The New York Times/1899/4/9/Militarism

648147Militarism


MILITARISM.

We confess that we cannot share the apprehensions that the Hon. Carl Schurz with perfect sincerity and great seriousness, entertains as to the possible advent of militarism in the United States and the evils that would accompany it.

That we are or shall always be entirely free from this spirit he describes by this term no one will maintain. On the contrary, we shall always be exposed to it in nearly the proportion that we are obliged to employ or choose to employ military force. There have been two occasions at least in our history in which this has been shown to be the case. One was at the close of the Revolutionary War, to which Mr. Schurz alludes. The second was at the close of the war for the Union, to which he might have referred with peculiar authority, for he was one of the foremost in exposing and opposing the policy then springing from militarism.

In the first instance, he says:

“A large part of the Revolutionary Army, 'turned by six years of war from militia into seasoned veterans,' and full of that overbearing esprit de corps characteristic of standing armies, urged George Washington to make himself a dictator, a monarch; that, as one of his biographers expresses it, 'It was as easy for Washington to have grasped supreme power then as it would have been for Caesar to have taken the crown from Anthony upon the Lupercal'; and that it was only George Washington's patriotic loyalty and magnificent manhood that stamped out the plot.”

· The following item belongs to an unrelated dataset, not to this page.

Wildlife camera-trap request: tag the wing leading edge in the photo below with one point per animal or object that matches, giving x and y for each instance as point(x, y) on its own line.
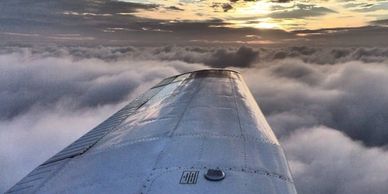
point(198, 132)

But it was not Washingtton's "patriotic loyalty" alone that made him refuse to take part in that plot, noble and complete as was that sentiment. It was the knowledge that the country could not have been ruled even by him by military power, and that to attempt it would have been only to court civil strife ending in the downfall of dictatorship. No man knew better than he that the Continental soldiers, "seasoned veterans" though they were, were not the stuff of which Caesar's legions, or Napoleon's "grand army," or Louis Napoleon's conscript corps were made, or could be made.

In the second instance, Gen. Grant stood very nearly as high in the confidence of the people as Washington did. He had no intention or desire to make himself dictator. But he did surround himself with men more fitted for war than peace, and he did seek to impose his will on Congress with less regard for the rights of honest opposition than, perhaps, any other President, save, possibly, Thomas Jefferson. But he did not get what he sought, and among his most sturdy and effective opponents were some who had commanded troops under him.

Certainly we shall do well to be watchful. Vigilance is the price of many things besides liberty — of decency, purity, justice in public affairs. But also, in the light of our history and the possibilities of the future, we shall do well to be hopeful.